I don't really see this as a question of who's in control...I, as the parent, or Jack, as the kid. This isn't a matter of me giving into my son's desires. This isn't a power play.
This is a matter of me beginning to let go, listening to my son and trusting him. When it comes to his diabetes, he's a responsible kid, who doesn't take chances. He generally plays it safe.
Moreover, who am I to know how he truly physically feels? I don't have diabetes. I don't know what a low feels like. I don't know what a rising blood sugar level feels like. I need to trust him. I need to encourage him to tune into his body and trust how he feels. I need to allow him some control. I need to empower him to make decisions for himself. I need to support him. I need to be there to help him, if his decisions prove to be unwise or if diabetes throws him for a loop.
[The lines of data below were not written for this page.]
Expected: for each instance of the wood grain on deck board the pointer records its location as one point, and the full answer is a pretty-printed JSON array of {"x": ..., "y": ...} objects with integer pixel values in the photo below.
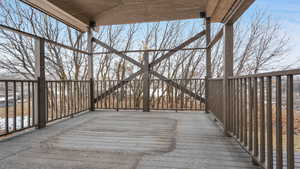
[{"x": 126, "y": 140}]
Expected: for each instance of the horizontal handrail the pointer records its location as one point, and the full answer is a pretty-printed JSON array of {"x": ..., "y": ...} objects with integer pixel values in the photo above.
[
  {"x": 275, "y": 73},
  {"x": 39, "y": 37},
  {"x": 261, "y": 114}
]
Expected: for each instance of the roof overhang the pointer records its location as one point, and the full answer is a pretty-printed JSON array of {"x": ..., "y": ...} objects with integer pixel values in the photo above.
[{"x": 80, "y": 13}]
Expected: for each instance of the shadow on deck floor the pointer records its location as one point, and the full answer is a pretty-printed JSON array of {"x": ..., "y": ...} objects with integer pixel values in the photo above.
[{"x": 126, "y": 140}]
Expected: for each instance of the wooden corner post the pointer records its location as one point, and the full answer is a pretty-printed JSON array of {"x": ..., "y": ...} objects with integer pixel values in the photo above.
[
  {"x": 91, "y": 69},
  {"x": 146, "y": 84},
  {"x": 228, "y": 71},
  {"x": 208, "y": 60},
  {"x": 40, "y": 98}
]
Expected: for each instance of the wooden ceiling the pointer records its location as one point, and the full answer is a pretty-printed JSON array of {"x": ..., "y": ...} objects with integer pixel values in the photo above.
[{"x": 79, "y": 13}]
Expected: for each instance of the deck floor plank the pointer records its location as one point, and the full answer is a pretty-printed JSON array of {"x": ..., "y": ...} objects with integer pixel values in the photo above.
[{"x": 126, "y": 140}]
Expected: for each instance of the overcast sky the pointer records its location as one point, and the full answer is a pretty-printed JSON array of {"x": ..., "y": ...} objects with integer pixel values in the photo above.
[{"x": 286, "y": 12}]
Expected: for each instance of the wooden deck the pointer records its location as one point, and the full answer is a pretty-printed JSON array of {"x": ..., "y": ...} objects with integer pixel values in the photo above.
[{"x": 126, "y": 140}]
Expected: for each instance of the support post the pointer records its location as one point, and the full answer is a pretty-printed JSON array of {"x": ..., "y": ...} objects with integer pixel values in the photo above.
[
  {"x": 208, "y": 60},
  {"x": 146, "y": 84},
  {"x": 40, "y": 98},
  {"x": 91, "y": 68},
  {"x": 228, "y": 71}
]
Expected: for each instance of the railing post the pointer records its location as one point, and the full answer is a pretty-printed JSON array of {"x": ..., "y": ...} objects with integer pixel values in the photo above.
[
  {"x": 146, "y": 84},
  {"x": 91, "y": 69},
  {"x": 208, "y": 60},
  {"x": 206, "y": 83},
  {"x": 40, "y": 98},
  {"x": 228, "y": 71}
]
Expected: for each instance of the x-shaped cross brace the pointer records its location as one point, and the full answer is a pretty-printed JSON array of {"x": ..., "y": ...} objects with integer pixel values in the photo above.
[{"x": 154, "y": 63}]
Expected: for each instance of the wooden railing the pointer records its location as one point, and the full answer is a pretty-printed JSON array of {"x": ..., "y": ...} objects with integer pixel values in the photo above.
[
  {"x": 262, "y": 116},
  {"x": 16, "y": 105},
  {"x": 215, "y": 98},
  {"x": 162, "y": 95},
  {"x": 66, "y": 98}
]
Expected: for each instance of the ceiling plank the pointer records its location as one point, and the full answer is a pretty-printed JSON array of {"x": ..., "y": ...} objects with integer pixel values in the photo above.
[{"x": 58, "y": 13}]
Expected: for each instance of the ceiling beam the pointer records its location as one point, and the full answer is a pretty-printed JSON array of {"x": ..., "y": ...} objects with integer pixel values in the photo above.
[{"x": 59, "y": 14}]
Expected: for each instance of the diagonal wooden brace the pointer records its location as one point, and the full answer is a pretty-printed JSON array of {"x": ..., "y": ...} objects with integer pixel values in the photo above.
[
  {"x": 118, "y": 85},
  {"x": 178, "y": 86},
  {"x": 157, "y": 61}
]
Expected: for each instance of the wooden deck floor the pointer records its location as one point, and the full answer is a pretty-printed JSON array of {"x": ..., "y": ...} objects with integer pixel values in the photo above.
[{"x": 126, "y": 140}]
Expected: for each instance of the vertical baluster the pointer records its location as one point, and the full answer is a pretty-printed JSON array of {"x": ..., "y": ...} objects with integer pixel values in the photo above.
[
  {"x": 6, "y": 108},
  {"x": 290, "y": 123},
  {"x": 231, "y": 105},
  {"x": 250, "y": 115},
  {"x": 278, "y": 123},
  {"x": 28, "y": 120},
  {"x": 262, "y": 120},
  {"x": 269, "y": 124},
  {"x": 238, "y": 109},
  {"x": 33, "y": 99},
  {"x": 60, "y": 100},
  {"x": 15, "y": 105},
  {"x": 22, "y": 104},
  {"x": 52, "y": 96},
  {"x": 241, "y": 134},
  {"x": 255, "y": 118},
  {"x": 245, "y": 113}
]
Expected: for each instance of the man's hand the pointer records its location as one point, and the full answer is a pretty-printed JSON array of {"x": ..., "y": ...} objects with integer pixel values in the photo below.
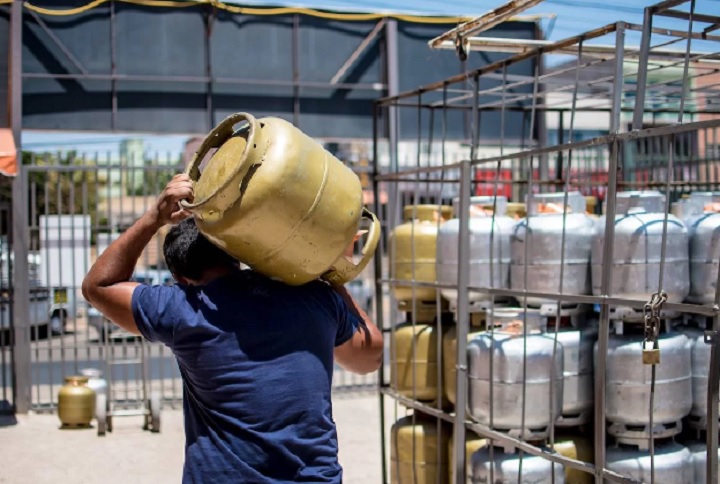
[
  {"x": 107, "y": 286},
  {"x": 167, "y": 209}
]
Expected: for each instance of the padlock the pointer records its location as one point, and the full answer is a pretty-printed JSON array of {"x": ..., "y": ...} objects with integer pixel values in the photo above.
[{"x": 651, "y": 356}]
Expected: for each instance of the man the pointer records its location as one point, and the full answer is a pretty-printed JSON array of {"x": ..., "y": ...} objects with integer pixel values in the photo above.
[{"x": 256, "y": 356}]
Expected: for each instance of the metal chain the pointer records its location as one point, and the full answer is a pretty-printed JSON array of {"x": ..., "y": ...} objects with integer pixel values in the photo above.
[{"x": 651, "y": 314}]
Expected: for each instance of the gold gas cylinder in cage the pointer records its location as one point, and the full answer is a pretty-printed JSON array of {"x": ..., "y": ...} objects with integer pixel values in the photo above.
[
  {"x": 276, "y": 200},
  {"x": 413, "y": 247},
  {"x": 76, "y": 402},
  {"x": 418, "y": 451},
  {"x": 414, "y": 361},
  {"x": 516, "y": 210}
]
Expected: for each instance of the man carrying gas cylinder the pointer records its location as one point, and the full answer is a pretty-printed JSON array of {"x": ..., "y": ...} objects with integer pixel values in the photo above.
[{"x": 256, "y": 355}]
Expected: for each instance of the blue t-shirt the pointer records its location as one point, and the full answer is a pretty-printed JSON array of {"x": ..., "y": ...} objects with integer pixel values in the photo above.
[{"x": 256, "y": 357}]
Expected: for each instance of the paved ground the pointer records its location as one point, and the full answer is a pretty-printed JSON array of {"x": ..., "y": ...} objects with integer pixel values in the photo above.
[{"x": 36, "y": 451}]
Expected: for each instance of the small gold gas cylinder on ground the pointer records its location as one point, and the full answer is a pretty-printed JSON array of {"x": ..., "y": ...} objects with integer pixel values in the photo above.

I need to teach him to be safe, to properly care for himself and to make smart decisions, but I can't help but ponder whether this post-low physical activity is dangerous. It's certainly not what I'd prefer him to do. I think he should wait, but again, I can't tap into what he's physically feeling and I need to trust him. I feel so conflicted. I'm telling you I'm going cuckoo.
Any other kids or adults out there with T1D feel the need for physical activity after battling low blood sugar? Any other cuckoo D mamas out there? Just curious.